Raft HA storage nodes not joining the cluster automatically

We are setting up a new cluster via helm install, using raft for ha storage, s3 for storage and azure to auto unseal. Nodes are not joining the existing raft cluster using retry_join.

server:

  logLevel: "trace"

  dataStorage:
    enabled: false                

  standalone:
    enabled: false
  
  volumes:
  - name: tls-internal
    secret:
      secretName:  vault-internal-tls
      optional: true 

  volumeMounts:
  - name: tls-internal
    mountPath: "/vault/config/userconfig"
    readOnly: true

  ha:
    enabled: true
    replicas: 4            

    config: |
      ui = true 
      
      listener "tcp" {
        tls_disable = true
        address = "[::]:8200"
        cluster_address = "[::]:8201"
             
      }

      ha_storage "raft" { 
        path = "/vault/file"
        
       retry_join {
         leader_api_addr = "https://vault-tenant-hashicorp-vault-0.vault-tenant-hashicorp-vault-internal:8200"
       }
       retry_join {
         leader_api_addr = "https://vault-tenant-hashicorp-vault-1.vault-tenant-hashicorp-vault-internal:8200"
       }
       retry_join {
         leader_api_addr = "https://vault-tenant-hashicorp-vault-2.vault-tenant-hashicorp-vault-internal:8200"
   }
        
      }                              

      storage "s3" {
        bucket = ""
        endpoint = "" 
        s3_force_path_style = "true"                 
        disable_ssl = "true"                                           
      }

      seal "azurekeyvault" {
        tenant_id      = ""                        
        vault_name     = ""
        key_name       = ""            
      }

      service_registration "kubernetes" {}

It seems it is necessary to join a new node to the cluster manually the first time? Then retry-join should try to add the node on a restart or pod deletion and re-creation?

The pod logs are repeating

2023-05-24T20:59:17.806Z [WARN] core.cluster-listener: no TLS config found for ALPN: ALPN=[“raft_storage_v1”]
2023-05-24T20:59:17.806Z [DEBUG] core.cluster-listener: error handshaking cluster connection: error=“unsupported protocol”

I get the same result whether the leader_api_addr is using https or not.
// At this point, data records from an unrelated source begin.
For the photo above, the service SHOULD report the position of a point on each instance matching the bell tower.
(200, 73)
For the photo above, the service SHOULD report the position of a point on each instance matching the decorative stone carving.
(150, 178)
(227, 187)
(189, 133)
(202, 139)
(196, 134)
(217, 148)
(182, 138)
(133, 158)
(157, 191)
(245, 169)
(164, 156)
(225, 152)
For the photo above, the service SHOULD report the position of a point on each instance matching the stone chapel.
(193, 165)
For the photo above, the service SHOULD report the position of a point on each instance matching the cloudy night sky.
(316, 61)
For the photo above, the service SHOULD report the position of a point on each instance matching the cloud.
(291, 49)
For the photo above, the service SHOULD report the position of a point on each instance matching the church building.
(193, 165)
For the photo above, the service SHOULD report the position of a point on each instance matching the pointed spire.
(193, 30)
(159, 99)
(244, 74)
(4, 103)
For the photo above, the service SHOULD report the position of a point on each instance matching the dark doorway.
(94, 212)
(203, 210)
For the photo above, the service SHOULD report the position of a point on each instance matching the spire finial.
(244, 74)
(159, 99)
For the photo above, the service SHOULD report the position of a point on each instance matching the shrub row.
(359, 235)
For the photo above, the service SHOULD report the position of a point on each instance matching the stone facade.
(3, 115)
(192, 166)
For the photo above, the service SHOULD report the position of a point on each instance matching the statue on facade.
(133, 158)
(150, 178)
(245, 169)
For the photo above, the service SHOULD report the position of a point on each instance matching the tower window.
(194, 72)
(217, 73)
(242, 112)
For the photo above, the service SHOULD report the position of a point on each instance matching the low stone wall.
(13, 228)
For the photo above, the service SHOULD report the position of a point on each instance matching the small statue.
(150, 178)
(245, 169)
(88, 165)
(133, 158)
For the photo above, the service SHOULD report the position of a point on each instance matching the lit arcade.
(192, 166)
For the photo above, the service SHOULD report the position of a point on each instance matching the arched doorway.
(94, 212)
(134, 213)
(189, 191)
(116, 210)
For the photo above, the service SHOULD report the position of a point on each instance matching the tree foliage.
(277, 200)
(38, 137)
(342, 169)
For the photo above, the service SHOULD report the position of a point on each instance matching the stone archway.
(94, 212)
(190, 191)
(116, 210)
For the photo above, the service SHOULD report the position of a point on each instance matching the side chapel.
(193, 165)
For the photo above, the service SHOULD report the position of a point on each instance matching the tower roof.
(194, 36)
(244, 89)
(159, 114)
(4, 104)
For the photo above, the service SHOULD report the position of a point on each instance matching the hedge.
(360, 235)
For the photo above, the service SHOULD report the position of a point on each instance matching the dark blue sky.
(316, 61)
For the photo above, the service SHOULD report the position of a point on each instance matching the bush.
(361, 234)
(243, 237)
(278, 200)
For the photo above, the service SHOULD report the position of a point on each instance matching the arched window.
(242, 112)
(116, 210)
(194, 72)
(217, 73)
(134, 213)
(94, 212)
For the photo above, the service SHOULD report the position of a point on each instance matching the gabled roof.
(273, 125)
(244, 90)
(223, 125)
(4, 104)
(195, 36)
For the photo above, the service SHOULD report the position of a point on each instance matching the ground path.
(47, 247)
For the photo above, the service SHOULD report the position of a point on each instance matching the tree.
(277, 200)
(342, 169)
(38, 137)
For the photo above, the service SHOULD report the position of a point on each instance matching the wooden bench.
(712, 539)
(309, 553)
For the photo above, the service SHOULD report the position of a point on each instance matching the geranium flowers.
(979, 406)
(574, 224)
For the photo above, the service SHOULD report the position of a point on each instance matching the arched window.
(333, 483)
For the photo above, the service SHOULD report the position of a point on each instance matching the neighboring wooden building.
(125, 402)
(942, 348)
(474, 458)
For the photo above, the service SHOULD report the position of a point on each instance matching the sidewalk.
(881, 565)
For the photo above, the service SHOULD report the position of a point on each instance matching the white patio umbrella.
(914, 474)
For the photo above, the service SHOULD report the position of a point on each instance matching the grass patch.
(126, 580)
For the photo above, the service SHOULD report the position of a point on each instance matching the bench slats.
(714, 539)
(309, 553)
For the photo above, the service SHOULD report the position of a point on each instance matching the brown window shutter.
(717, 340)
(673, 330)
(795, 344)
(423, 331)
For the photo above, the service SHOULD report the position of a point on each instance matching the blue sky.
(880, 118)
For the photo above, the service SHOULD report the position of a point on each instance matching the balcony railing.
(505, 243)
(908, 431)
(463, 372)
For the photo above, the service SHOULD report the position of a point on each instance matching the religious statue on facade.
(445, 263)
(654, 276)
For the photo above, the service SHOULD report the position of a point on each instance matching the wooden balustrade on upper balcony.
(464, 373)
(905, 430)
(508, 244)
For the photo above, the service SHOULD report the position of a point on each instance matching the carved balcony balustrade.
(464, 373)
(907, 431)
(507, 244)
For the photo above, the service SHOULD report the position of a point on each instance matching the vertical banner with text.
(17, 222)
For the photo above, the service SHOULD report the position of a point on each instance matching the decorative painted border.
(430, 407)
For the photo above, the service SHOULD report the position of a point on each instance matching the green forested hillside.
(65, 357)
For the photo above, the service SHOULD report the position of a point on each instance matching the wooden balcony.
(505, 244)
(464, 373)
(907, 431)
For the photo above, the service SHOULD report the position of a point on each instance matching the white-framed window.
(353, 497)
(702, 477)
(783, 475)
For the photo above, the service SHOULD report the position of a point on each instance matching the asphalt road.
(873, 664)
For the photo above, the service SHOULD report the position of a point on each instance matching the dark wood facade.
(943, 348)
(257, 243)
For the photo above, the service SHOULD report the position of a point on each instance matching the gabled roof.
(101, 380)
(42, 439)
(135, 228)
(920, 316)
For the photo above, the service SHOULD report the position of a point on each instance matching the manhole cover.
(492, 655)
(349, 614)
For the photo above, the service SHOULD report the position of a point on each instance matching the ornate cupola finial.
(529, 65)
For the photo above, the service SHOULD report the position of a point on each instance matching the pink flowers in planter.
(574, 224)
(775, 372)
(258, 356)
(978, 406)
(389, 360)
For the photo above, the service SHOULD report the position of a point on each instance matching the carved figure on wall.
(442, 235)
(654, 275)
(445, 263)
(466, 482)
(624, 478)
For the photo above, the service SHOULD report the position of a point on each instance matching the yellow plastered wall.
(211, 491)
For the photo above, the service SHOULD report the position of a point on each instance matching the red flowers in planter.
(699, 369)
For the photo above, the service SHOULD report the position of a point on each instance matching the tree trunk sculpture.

Vault doesn’t implement retry_join for Raft as ha_storage. IMO it ought to, it’s a missing feature, but if you look in the source code there’s a TODO comment showing no-one got around to writing the code for that.

So, you might as well remove all the retry_join blocks for now. And maybe even open a GitHub issue asking for the missing feature to be fixed.

Additionally… you are storing your Raft data files in /vault/file, a non-persistent Docker volume which is going to get wiped every time your pod restarts.

That’s going to break your cluster.

Turn dataStorage back on, and reconfigure Raft to store data in /vault/data.